The security feature is being offered to a "fraction" of subscribers chosen at random, a Yahoo spokeswoman said. The service is expected to be rolled out gradually, and to become generally available in the "coming weeks."

The sign-in seal, which is created by the subscriber, is shown each time the user goes to a log-in page for a Yahoo service, whether it is email, the personalized homepage or music. The seal is associated with the person’s computer, instead of an ID and password, because Yahoo believed it was better to show subscribers they are visiting a legitimate page before entering any personal information, the spokeswoman said.

In creating a Yahoo sign-in seal, subscribers have the option of creating a unique message, such as a street address, or uploading an image. Users also can choose a sign-in seal color.

"Phishing is an industrywide issue, and Yahoo is always looking at ways to combat it," a representative for the Sunnyvale, Calif.-based Web giant said. We are testing and hoping to gradually roll out this new, optional feature that will allow people to uniquely personalize their Yahoo login.
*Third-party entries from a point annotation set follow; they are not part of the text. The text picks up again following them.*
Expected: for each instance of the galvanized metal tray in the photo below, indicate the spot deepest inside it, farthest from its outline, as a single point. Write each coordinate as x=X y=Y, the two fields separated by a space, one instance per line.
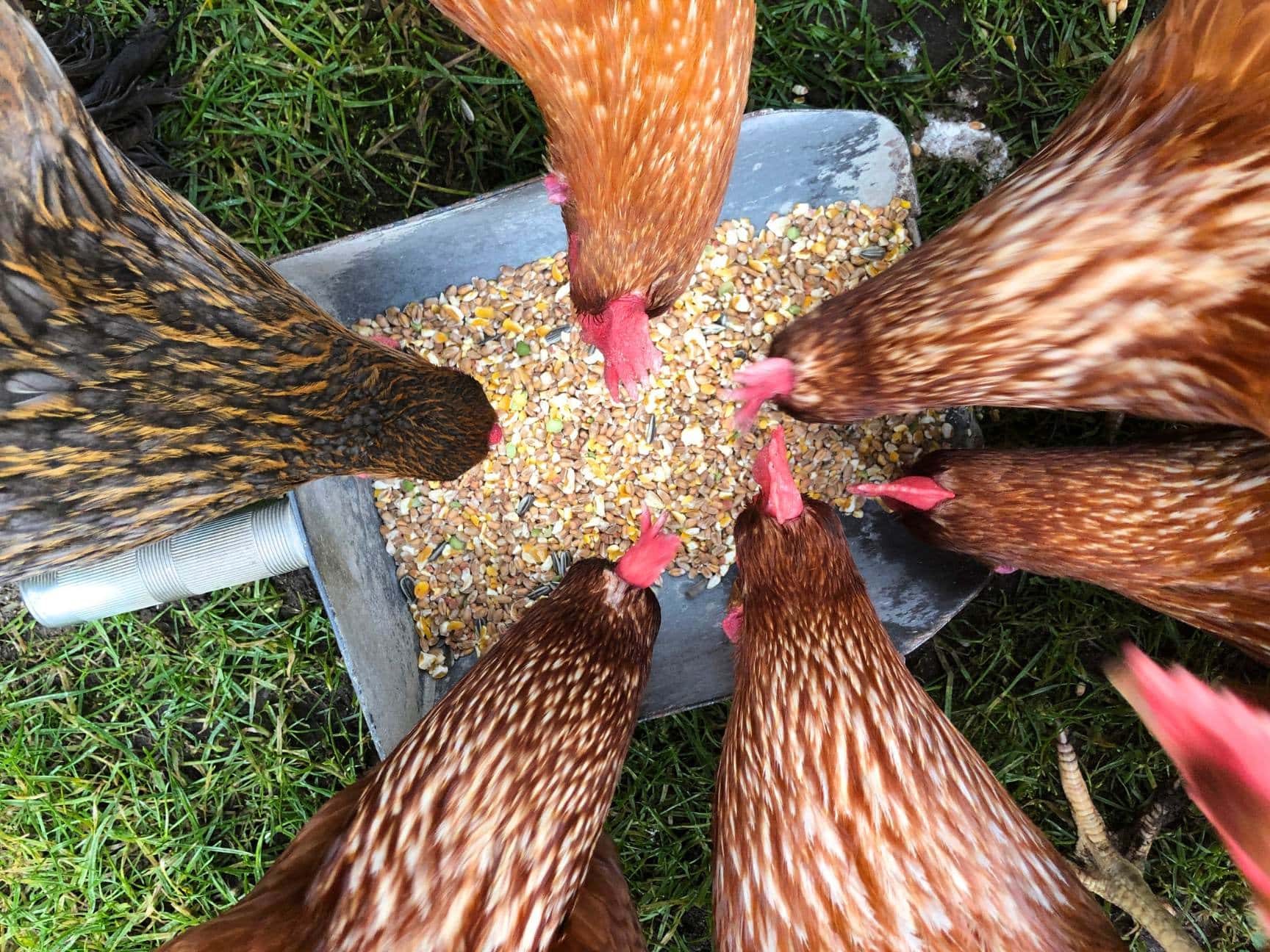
x=784 y=158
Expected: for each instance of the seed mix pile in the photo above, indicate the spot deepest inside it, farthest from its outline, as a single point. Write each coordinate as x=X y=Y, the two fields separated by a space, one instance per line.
x=575 y=469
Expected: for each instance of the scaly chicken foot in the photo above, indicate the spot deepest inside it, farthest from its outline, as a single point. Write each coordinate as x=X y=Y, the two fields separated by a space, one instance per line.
x=1109 y=875
x=1114 y=8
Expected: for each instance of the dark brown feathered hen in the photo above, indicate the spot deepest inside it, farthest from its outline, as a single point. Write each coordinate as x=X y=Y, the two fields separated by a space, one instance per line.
x=643 y=103
x=1125 y=267
x=1181 y=526
x=850 y=812
x=476 y=834
x=153 y=373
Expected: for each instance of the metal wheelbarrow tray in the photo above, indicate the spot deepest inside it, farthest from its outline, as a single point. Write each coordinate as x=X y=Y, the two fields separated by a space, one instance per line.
x=784 y=158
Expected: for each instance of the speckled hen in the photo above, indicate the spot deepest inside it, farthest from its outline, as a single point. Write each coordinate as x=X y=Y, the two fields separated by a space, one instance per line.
x=1181 y=524
x=850 y=812
x=476 y=834
x=643 y=103
x=153 y=373
x=1125 y=267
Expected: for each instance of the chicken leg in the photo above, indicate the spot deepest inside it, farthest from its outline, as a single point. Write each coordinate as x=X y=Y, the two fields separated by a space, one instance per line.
x=1109 y=875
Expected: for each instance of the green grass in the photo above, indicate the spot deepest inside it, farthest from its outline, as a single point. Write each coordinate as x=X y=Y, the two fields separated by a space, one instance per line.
x=151 y=767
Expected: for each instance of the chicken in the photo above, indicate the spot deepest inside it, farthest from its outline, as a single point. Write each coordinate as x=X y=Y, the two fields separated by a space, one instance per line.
x=1124 y=268
x=153 y=373
x=112 y=78
x=476 y=832
x=1219 y=744
x=643 y=104
x=850 y=814
x=1181 y=526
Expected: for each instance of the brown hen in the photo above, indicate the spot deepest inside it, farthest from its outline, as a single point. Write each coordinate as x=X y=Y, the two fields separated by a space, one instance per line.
x=1181 y=526
x=850 y=812
x=153 y=373
x=1125 y=267
x=643 y=104
x=476 y=834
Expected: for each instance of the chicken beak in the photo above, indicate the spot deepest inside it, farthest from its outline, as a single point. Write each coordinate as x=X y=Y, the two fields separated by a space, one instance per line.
x=1222 y=748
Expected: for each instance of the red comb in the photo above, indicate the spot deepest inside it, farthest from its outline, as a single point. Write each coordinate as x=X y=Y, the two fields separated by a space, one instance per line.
x=758 y=382
x=919 y=491
x=645 y=560
x=558 y=190
x=1222 y=748
x=781 y=499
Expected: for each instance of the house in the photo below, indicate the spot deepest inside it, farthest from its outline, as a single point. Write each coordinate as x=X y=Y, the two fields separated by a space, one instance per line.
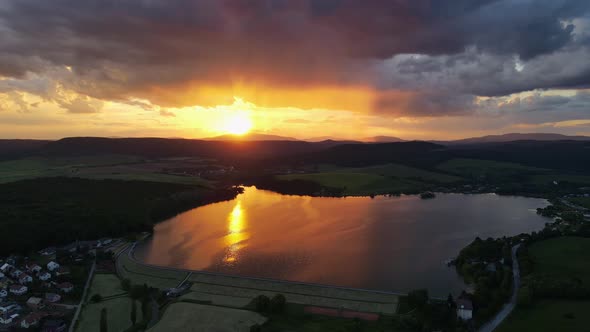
x=464 y=309
x=16 y=273
x=65 y=287
x=44 y=276
x=52 y=266
x=52 y=297
x=62 y=270
x=33 y=267
x=31 y=320
x=5 y=268
x=35 y=303
x=47 y=251
x=54 y=325
x=9 y=313
x=25 y=279
x=18 y=289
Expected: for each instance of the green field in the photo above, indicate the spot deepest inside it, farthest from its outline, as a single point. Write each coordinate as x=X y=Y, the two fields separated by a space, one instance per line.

Sign-in seals are being adopted by financial institutions as an anti-phishing measure for online banking. Bank of America, for example, uses the mechanism, but associates it with a person’s ID and password.

Web portals, which also offer online shopping and other e-commerce services, have made security a focus to ease consumer concerns. In a study released last year, the Pew Internet & American Life Project found that 9 in 10 U.S. consumers had made at least one change in their online behavior because out of fear of spyware, viruses and other Internet threats.

For example, more than 80 percent of the 2,000 adults surveyed said they had stopped opening email attachments unless they were sure the documents were safe, and nearly half no longer visited Web sites that they feared might deliver unwanted programs.

The sign-in shield is designed for use on a personal computer, not on systems in libraries or Internet cafes, for example. It works based on cookies, tiny files that a Web site can place on a user’s computer. "It is meant for people to use on their personal or work computers that they use regularly," the Yahoo representative said.

People who remove cookies from their system, for example for privacy reasons, can disable the new Yahoo feature and have to create a new shield. That, at least, was the case in CNET News.com tests using both Internet Explorer and Firefox. Yahoo is tweaking the sign-in shield so the feature won’t be rendered useless by removing cookies, the company representative said.

Some of Yahoo’s 208 million active registered users already have access to the security feature, the company representative said. Yahoo plans to make it available to all its U.S. users over the coming weeks and to users in other countries at a later stage, the company representative said.